According to the chronicles of pilgrims who were heading for Santiago
de Compostela, Leon was a city that was 'full of all happiness'
and, consequently, a place of growing trade. In fact it was, for
according to the 'Pilgrims' Guidebook' that was the Codex Calixtinus,
it marked the eighth stage on the journey.

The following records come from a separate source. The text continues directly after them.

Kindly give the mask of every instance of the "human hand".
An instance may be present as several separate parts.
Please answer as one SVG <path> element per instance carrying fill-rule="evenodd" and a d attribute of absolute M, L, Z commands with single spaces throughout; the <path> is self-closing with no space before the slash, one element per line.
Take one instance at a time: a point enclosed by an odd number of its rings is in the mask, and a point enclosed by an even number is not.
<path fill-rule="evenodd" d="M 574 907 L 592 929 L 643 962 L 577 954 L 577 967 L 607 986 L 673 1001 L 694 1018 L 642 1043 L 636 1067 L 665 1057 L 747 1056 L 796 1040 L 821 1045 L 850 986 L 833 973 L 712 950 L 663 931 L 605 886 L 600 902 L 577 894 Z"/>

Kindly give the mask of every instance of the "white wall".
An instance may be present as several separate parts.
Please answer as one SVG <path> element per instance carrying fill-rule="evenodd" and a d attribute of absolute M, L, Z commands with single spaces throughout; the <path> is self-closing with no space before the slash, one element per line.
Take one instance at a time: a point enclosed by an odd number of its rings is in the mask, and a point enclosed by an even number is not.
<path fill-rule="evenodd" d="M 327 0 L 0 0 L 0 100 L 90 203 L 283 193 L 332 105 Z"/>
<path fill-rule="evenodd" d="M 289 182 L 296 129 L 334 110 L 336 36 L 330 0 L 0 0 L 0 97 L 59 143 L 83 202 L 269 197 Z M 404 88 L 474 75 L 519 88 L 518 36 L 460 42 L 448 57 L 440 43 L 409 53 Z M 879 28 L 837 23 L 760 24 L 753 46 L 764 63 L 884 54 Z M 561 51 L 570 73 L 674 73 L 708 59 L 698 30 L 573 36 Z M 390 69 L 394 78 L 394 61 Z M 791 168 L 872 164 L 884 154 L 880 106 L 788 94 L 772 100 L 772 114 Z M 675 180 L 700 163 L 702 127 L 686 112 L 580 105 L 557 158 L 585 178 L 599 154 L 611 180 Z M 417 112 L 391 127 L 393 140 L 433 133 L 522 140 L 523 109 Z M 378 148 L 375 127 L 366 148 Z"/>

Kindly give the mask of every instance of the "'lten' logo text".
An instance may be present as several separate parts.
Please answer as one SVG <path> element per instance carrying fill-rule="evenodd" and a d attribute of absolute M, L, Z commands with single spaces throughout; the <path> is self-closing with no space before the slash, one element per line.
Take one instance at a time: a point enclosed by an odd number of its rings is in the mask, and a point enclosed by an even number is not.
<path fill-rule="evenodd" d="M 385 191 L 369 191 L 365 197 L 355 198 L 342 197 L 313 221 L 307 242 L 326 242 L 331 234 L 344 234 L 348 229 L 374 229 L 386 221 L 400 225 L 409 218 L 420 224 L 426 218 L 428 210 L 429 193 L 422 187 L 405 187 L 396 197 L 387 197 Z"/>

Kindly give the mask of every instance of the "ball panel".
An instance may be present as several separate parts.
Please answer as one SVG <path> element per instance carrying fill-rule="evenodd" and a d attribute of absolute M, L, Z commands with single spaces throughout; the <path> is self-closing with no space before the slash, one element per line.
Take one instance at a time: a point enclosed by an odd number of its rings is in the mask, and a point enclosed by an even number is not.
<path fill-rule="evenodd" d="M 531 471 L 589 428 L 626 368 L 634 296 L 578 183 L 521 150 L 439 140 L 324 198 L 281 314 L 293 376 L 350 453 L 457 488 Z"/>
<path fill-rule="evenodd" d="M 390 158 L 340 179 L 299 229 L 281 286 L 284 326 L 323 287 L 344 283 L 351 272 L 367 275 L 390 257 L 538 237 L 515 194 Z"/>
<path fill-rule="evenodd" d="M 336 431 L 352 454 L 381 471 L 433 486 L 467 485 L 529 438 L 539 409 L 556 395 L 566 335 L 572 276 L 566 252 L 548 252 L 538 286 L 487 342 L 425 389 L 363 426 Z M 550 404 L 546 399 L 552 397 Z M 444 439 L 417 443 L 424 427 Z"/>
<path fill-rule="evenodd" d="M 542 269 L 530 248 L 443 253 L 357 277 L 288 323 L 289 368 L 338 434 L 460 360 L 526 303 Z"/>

Leon itself lies on a fertile plain surrounded by woods, orchards and meadows, and has a population of over 120,000 inhabitants. Within the two cities it encapsulates, i.e. the old medieval part and the modern one that stretches alongside the river, there is an extraordinary historical and artistic heritage. The Roman and medieval walls in between help to highlight the beautiful contrast between the old quarter and the squares, known as the Plaza Mayor and the Plaza del Mercado, and the avenues, modern buildings, parks and gardens that lie to the west. The three most characteristic monuments that stand out for their great artistic value in Leon are the Cathedral, the Collegiate Church of San Isidoro and the Convent of San Marcos.